Eugen Ruges Familiengeschichte ist lang nicht so schlecht wie das gefeierte Buch „Der Turm“ von Uwe Tellkamp über eine andere Familie in der DDR. Es reicht aber bei Weitem nicht an die literarische, philosophische und analytische Qualität vieler Romane der DDR-Literatur heran, auch wenn sie wie Werner Bräunings Meisterwerk „Rummelplatz“ erst nach dem Untergang der DDR veröffentlicht werden konnten. Das Gesamtwerk von Volker Braun, „Der geteilte Himmel“ von Christa Wolf, einige Romane von Stefan Heym, sogar „Die Aula“ und vor allem „Der Aufenthalt“ des der DDR gegenüber eher unkritisch eingestellten Hermann Kant sind Gesellschaftsromane, in denen, wie kann es auch anders sein, auch Familien vorkommen, deren Mitglieder sich in schwierigen Zeiten sehr unterschiedlich verhalten. Die Gemeinsamkeit dieser Werke ist ihre literarische Qualität, bei Bräuning, Braun und Wolf auch ihre avantgardistische Formsprache und vor allem ihr gesellschaftlicher Anspruch. Dieser Anspruch ist auch bei wohlwollender Lektüre bei Ruge nicht auffindbar. Seine gesellschaftlichen Bezüge sind längst Mainstream, seine Weisheiten über die DDR kaum klüger als ein Pawlowscher Reflex. Es wird nichts mehr verhandelt, was noch nicht in den Feuilletons vorkam. Vielleicht war es der abgesegnete Blick lange nach dem Abgesang, der dafür sorgte, dass „In Zeiten des abnehmenden Lichts“ zum erfolgreichsten deutschsprachigen Roman des Jahres 2011 wurde.

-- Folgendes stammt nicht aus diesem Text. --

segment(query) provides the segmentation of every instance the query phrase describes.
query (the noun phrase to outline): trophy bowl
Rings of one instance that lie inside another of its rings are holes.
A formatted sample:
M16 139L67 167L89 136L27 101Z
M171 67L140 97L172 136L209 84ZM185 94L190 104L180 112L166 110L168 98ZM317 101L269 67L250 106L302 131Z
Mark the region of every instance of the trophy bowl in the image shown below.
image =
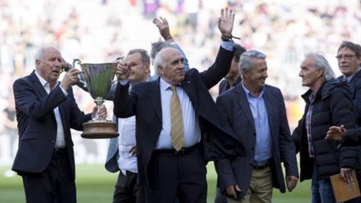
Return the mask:
M75 62L80 65L83 72L80 75L81 81L85 83L84 86L99 109L109 92L114 77L113 68L117 64L82 64L80 60L77 59L73 61L73 67ZM116 123L99 117L97 114L95 118L83 123L83 127L81 136L83 138L112 138L119 135L117 132Z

Eugen Ruge hat die unfreiwillige Karikatur eines deprimierenden Buches geschrieben mit zum Teil holzschnittartigen Figuren, die so ähnlich auch im Westen Deutschlands hätten leben können. Überhaupt scheint das Leben im Familienkontext Schicksal zu sein. Als hätte es gerade in der sozialistischen Ideologie nicht viele andere Vorschläge gegeben, die die Familie weit hinter sich ließen und andere Lebensformen skizzierten. Der feine Unterschied zu einer fiktiven Familie im Westen ist das Gewicht und der Einfluss staatlich verordneter Ideologie auf das Alltagsleben. Es geht um acht Personen, wovon einer nur erwähnt wird, aber selbst nicht mehr vorkommt, weil er in Workuta verstarb. Der Roman hat 20 Kapitel, hüpft, wie es heute so üblich ist, zwischen verschiedenen Zeitebenen hin und her, angefangen von 1952 bis 2001. Die Zeitpunkte werden aus den unterschiedlichen Perspektiven der sieben Hauptpersonen geschildert. Der Roman liest sich wie Popcorn, ist leicht und verständlich geschrieben und geht kein einziges Mal wirklich auf den geschichtsphilosophischen Hintergrund der DDR ein, den der Autor bewusst oder unbewusst entpolitisiert, auch weil er nicht mehr zwischen Stalinismus, Realsozialismus und der Idee einer menschlichen Emanzipation unterscheidet. Er entsorgt lieber das missratene Baby mit dem Badewasser.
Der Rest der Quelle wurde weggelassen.